On Fri, Dec 18, 2015 at 10:22 PM, Random832 random832@fastmail.com wrote:
Andrew Barnert writes:
If you're thinking we could define what multisets should do, despite not having a standard multiset type or an ABC for them, and apply that to values views, the next question is how to do that in better than quadratic time for non-hashable values.
Why aren't all values hashable?
When I think about it, it's a bit strange that "hashable" is so wrapped up in immutability for no other reason than the idea that it's not safe to use a mutable object as a dictionary key if it is changed while it is in the dictionary. Java doesn't have this restriction.
And while the reasoning is certainly defensible in isolation, it sort of goes against the "consenting adults" principle that is used to justify all the _other_ dangerous/questionable things that Python doesn't bother putting technical obstacles in front of.
Why not demand that all objects (except NaN?) can be hashed, and that their hash shall match the equality relationship they define, and that all objects can safely be used as set members and dictionary keys so long as they are not in fact changed while in such a position? Certainly we can't put technical restrictions in the way of defining a __hash__ method that raises an exception, but we can say that if they try to use such an object in a dictionary and compare their values views they're on their own.
For a somewhat more conservative path forward, define a new method __vhash__ which will always return a value (by default based on the object identity), and __hash__ shall return either the same number as __vhash__, or raise an exception if the object is not guaranteed as "immutable" for the purpose of equality comparison.
The link between hashing and immutability is because objects whose hash would change are common, e.g. lists, and using them as dict keys would be very hard to debug for users most likely to make this mistake. The issue is that the dict implementation makes it impossible to find back keys whose hash has changed, other than by linear search, which is unacceptable -- but that's exactly what users will try to debug such issues, i.e., print the dict and notice that the missing key is indeed present.
The consenting adults rule typically applies to things that are well hidden or marked (e.g. using __dunder__ names).
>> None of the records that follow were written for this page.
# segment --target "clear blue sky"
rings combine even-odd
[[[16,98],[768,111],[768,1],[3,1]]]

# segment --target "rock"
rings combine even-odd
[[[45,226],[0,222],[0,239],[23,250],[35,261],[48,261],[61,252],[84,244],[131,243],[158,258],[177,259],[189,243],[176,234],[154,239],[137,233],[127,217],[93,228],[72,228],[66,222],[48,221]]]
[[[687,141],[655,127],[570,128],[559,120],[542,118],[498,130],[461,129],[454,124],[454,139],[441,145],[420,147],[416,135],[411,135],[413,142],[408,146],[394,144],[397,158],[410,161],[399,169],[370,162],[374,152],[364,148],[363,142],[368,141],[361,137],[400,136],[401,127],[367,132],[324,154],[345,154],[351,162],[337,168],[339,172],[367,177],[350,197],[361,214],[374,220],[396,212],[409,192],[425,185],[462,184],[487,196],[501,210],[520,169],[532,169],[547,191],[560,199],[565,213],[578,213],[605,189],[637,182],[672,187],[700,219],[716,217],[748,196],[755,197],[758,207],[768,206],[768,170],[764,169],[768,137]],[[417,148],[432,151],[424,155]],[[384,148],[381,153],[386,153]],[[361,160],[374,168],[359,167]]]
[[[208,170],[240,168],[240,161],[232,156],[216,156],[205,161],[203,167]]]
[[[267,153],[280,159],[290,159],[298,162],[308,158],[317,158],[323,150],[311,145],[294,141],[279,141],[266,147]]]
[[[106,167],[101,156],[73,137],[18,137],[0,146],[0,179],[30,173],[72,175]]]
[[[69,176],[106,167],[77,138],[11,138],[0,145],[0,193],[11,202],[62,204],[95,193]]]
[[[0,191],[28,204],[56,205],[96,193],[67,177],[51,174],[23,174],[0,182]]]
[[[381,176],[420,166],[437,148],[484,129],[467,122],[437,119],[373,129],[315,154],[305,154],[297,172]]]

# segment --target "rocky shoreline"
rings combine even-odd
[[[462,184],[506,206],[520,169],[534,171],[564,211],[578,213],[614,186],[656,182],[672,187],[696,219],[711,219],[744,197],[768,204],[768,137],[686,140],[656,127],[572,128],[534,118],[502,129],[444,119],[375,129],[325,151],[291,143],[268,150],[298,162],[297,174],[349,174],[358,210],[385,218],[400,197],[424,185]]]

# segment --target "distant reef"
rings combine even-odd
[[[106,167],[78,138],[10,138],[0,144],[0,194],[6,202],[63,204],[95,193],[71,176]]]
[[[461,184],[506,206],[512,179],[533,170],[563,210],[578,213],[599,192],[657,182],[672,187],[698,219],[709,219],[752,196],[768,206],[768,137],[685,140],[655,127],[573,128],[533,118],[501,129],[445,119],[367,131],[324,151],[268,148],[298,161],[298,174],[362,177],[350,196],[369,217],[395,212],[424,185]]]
There are plenty of things that Python could allow but doesn't, not because they are hard to implement or would violate an invariant of the interpreter, but because they could trip over naive users.
Note that you are turning things upside down: the question "why aren't all things hashable" came about because Andrew was considering making a hash table of the values of a dict. But the real question here isn't "why aren't all things hashable" but "why can't you put mutable values into a set". The answer to the latter is because when we put a value into a container, and later the value changes, we can't tell the container, so if the container has any sort of lookup scheme other than linear search, it would lose track of the value.
Hashing comes into play because all of Python's common data structures use hashing to optimize lookup -- but if we used a different data structure, e.g. something based on sorting the keys, we'd still have the mutability problem. And we'd have worse problems, because values would have to be sortable, which is a stricter condition than being immutable.
In any case, you can't solve this problem by making all values hashable.